I want us to read Isaiah 53:1-12 to understand better “the Man of Sorrows” who was acquainted with grief. Also consider the insight provided by Hebrews 5:6-10 of what was happening as Jesus made this petition to His Father. Psalm 42 is a perfect background for a person in extreme distress.
Jesus told His disciples to “watch and pray that you enter not into temptation”, in other words by being vigilant and praying we can stop the temptation before it starts. We all struggle with temptation, but how do we resist this powerful pull toward evil? Temptation comes from our own sin nature, the circumstances of living in a fallen world and the subtle malicious plans of the devil, the enemy of our soul.

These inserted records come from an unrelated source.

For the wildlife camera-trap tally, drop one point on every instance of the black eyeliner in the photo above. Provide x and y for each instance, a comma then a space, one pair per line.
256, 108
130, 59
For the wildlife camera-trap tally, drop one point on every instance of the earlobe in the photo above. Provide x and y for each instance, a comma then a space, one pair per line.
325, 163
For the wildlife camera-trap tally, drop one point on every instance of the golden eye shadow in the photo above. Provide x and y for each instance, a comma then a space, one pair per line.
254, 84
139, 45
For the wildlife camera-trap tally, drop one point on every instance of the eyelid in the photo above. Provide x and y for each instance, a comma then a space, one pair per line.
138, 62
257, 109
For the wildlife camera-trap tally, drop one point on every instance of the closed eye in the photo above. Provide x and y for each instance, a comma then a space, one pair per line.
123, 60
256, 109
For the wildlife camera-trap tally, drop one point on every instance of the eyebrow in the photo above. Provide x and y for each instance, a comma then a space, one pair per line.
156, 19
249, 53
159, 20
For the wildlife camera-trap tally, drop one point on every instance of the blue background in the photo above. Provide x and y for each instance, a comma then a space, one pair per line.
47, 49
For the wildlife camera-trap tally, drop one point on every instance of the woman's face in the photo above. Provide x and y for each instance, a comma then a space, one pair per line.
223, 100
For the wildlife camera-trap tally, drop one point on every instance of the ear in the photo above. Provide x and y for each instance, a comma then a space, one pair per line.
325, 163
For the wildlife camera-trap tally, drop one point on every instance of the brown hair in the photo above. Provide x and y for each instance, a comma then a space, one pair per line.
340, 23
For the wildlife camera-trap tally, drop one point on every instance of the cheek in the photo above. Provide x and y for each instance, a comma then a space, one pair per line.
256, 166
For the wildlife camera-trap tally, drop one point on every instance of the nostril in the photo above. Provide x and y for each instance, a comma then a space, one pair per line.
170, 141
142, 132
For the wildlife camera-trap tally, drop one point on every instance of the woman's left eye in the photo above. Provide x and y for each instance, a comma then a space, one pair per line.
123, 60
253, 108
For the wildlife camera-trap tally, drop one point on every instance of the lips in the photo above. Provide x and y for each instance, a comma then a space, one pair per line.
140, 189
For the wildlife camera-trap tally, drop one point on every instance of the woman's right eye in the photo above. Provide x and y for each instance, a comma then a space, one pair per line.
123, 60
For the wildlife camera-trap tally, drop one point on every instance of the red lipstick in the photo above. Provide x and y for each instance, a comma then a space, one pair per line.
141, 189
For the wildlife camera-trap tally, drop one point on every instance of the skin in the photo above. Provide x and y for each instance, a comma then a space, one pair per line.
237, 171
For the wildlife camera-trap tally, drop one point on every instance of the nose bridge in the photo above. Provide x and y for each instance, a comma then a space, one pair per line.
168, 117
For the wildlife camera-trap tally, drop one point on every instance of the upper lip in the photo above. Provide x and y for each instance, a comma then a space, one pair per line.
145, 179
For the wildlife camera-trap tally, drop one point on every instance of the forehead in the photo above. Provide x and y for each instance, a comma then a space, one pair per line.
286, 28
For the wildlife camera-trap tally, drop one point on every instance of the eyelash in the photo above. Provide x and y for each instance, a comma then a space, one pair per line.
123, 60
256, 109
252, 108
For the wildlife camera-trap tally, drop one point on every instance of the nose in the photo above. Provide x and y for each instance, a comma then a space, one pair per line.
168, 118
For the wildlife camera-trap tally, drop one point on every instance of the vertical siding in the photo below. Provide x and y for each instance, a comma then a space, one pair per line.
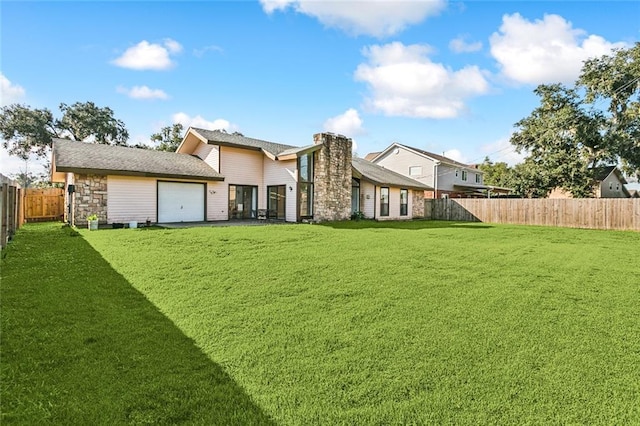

We must be diligent in our pilgrimage time on the earth, thinking within the Biblical reality, and not the deceptions and lies of the world which would dismiss the Satanic person as a mythological figure of the Dark Ages. . Our coming death should focus our minds on the issues of our life. Our fight is not against people, but the spiritual forces of darkness that draw us toward greed, lust, gluttony, pride, wrath, envy, and sloth – the seven deadly sins.
So you see the suffering and sorrow our Lord experienced in the garden came partly from His drawing back from having to endure the punishment our sins deserve. Truly He was the sin bearer, the Lamb taking away the sins of the world. He bore our misery and healed our diseases.

See you Sunday,

Lee

 
icon for podpress  A Man of Sorrows [33:56m]: Play Now | Play in Popup | Download

Comments are closed.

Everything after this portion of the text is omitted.